Blockages after vasectomies may require an outpatient surgical procedure to reconnect the vas deferens. When sperm is produced but is not in the ejaculate such as in congenital absence of the vas deferens, we can extract the sperm surgically to be used in assisted reproductive technologies (see below).

Fertility preservation (sperm or embryo freezing)

For men with chronic conditions or facing cancer treatment, it may behoove them to preserve their fertility via freezing sperm or creating (through reproductive assistance) and freezing embryos for future fertility options.

Lifestyle changes

Lifestyle changes can improve a man’s sperm health, his overall health and help reduce stress and anxiety that can affect his fertility. Losing weight and adopting a moderate exercise routine and healthy diet help both the body and mind to be in optimal shape for reproduction.

IUI, IVF and ICSI

If sperm count and quality are the prominent issues, then intrauterine insemination (IUI) or IVF may be the best fertility treatments for men.

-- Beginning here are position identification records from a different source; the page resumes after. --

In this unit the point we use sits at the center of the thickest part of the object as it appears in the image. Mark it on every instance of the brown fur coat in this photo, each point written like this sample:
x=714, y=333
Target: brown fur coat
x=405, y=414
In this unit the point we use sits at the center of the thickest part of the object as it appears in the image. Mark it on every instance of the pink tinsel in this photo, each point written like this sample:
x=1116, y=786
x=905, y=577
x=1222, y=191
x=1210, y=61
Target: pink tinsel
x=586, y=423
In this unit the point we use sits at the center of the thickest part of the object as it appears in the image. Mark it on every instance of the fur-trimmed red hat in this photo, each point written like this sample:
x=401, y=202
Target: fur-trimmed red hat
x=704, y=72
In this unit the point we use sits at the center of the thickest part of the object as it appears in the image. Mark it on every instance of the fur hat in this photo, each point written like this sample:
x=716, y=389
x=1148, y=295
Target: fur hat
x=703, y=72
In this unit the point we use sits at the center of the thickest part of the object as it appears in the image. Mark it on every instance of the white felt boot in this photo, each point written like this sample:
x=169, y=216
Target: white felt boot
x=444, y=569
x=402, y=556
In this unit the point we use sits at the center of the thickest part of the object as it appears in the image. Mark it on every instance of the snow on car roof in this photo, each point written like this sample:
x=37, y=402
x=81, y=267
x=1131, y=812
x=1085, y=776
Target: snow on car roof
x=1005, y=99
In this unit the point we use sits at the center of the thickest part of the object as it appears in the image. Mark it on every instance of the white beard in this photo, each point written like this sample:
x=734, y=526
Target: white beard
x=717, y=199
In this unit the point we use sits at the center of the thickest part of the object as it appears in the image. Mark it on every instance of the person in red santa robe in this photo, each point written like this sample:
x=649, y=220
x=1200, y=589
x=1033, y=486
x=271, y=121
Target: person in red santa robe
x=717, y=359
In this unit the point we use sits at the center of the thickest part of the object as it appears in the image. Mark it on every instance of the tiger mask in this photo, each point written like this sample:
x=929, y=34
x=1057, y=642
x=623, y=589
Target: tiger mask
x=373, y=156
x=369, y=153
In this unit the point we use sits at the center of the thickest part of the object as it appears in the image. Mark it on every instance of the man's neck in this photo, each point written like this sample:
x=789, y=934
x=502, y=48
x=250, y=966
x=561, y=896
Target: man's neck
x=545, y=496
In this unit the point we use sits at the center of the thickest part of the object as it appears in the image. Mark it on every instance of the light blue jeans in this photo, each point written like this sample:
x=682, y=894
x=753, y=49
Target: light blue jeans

For very severe male factor infertility other IVF-related options include employing intracytoplasmic sperm injection (ICSI), in which a healthy sperm is selected and injected directly into a female egg in the IVF lab for best chances of fertilization.

The female partner can also use donor sperm through IUI or IVF. This may be a good alternative option for pregnancy for men with very low-quality sperm that cannot fertilize an egg through assisted reproduction, or for men with genetic concerns they do not wish to pass on to the baby.